In my travels to ambulatory surgery centers throughout the country, I regularly see labeling and storage situations that could result in everything from minor mishaps to major catastrophes. Take a look at these photos I shot and see if you can figure out what's wrong with each. Hopefully, they'll serve as reminders to help prevent any similar occurrences at your facility.

labeling and storage

1. ALL MIXED UP How much lidocaine is in this syringe? How much Marcaine? How much Wydase? It's impossible to tell. And whom would you ask? Whoever prepared the solution didn't bother to mark it with his initials, nor with the date and time it was prepared.

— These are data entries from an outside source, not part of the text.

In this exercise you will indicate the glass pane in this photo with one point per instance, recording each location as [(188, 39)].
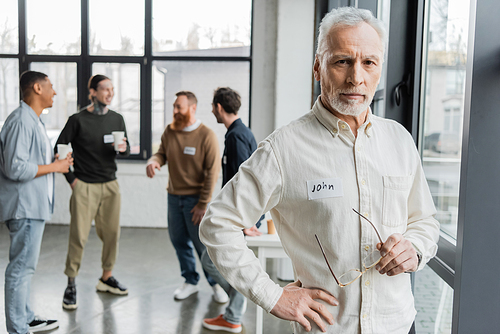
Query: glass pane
[(63, 78), (9, 87), (52, 32), (126, 80), (433, 302), (119, 34), (214, 28), (202, 78), (443, 105), (9, 35)]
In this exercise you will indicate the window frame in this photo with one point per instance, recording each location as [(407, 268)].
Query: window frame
[(85, 60)]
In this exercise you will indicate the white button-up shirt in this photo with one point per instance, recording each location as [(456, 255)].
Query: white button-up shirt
[(378, 173)]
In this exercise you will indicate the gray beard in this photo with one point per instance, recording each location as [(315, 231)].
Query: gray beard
[(348, 109)]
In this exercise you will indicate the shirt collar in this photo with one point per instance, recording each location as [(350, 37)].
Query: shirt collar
[(29, 111), (335, 124), (192, 127)]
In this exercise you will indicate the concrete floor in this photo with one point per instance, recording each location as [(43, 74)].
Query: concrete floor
[(147, 265)]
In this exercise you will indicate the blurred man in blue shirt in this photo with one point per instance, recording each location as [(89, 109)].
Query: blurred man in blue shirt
[(239, 145), (27, 196)]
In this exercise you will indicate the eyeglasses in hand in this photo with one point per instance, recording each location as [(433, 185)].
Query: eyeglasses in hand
[(368, 262)]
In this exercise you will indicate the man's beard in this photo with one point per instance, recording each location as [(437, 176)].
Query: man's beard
[(180, 121), (350, 108)]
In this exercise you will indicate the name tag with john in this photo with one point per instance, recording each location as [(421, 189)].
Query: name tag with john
[(189, 150), (108, 139), (325, 188)]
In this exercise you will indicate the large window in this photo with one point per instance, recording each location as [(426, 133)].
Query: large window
[(149, 55), (443, 105)]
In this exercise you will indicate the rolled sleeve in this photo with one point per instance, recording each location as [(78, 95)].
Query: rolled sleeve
[(255, 189), (16, 154)]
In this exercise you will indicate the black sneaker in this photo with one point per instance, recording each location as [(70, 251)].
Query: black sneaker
[(69, 300), (111, 285), (40, 325)]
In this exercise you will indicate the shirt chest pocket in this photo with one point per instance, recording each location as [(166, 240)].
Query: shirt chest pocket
[(395, 204)]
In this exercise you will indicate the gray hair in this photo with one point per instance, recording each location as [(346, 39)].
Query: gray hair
[(348, 16)]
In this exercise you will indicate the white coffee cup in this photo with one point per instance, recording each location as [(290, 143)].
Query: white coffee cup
[(63, 151), (118, 136)]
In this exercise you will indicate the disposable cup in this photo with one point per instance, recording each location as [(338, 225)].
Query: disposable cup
[(270, 227), (63, 151), (118, 136)]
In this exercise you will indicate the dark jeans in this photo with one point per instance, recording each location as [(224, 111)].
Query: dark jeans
[(185, 236)]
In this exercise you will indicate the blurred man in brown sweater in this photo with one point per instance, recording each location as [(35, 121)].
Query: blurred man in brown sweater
[(192, 152)]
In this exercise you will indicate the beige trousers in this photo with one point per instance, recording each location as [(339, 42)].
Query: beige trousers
[(99, 202)]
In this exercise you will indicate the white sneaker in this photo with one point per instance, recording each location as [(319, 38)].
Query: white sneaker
[(220, 296), (185, 291)]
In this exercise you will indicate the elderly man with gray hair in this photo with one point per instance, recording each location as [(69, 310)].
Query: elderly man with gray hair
[(347, 193)]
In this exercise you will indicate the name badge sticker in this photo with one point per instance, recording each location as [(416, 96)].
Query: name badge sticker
[(189, 150), (108, 139), (325, 188)]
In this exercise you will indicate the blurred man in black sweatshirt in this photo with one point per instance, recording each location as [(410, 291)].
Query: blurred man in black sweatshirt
[(96, 194)]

Those are the strengths of the medications you see, not the amounts of each. Careless preparation like this goes against just about every set of regulatory guidelines you can imagine, and it's been the root cause of many errors over many years.

labeling and storage

2. SMALL PROBLEM These containers of BSS solution (an eye wash) have had epinephrine (a dilation agent) added, but it would be easy to miss that fact, because the added labels are small and are applied to the backs of the containers instead of the fronts.

Anyone holding the mixture should immediately see what was added, along with the date and time it was added, and the initials of who added it. (Unknowingly adding additional epinephrine could cause excessive dilation, or excessive duration of dilation.)

The date and time are key, because when admixing occurs outside of a laminar hood, as was the case here, it should be done no more than 1 hour from preparation to administration. Also, although the caps are reapplied, standard foil-wrapped-type labels are recommended.

labeling and storage

3. IN AND OUT Succinylcholine and Rocuronium are to be refrigerated, but once removed, they can be stored at room temperature for specific periods of time (14 days for Succinylcholine; 60 days for unopened Rocuronium, 28 days for opened Rocuronium). What you can't do is open them, use them, put them back in the fridge, take them out, use them again, etc. Here, the vials were opened, never dated, and appear to have been moving back and forth between refrigeration and room temperature.

Once they're removed from refrigeration, they should be clearly marked with either the manufacturer's expiration date, or the appropriate date based on when they were removed, whichever comes first. They shouldn't be re-refrigerated.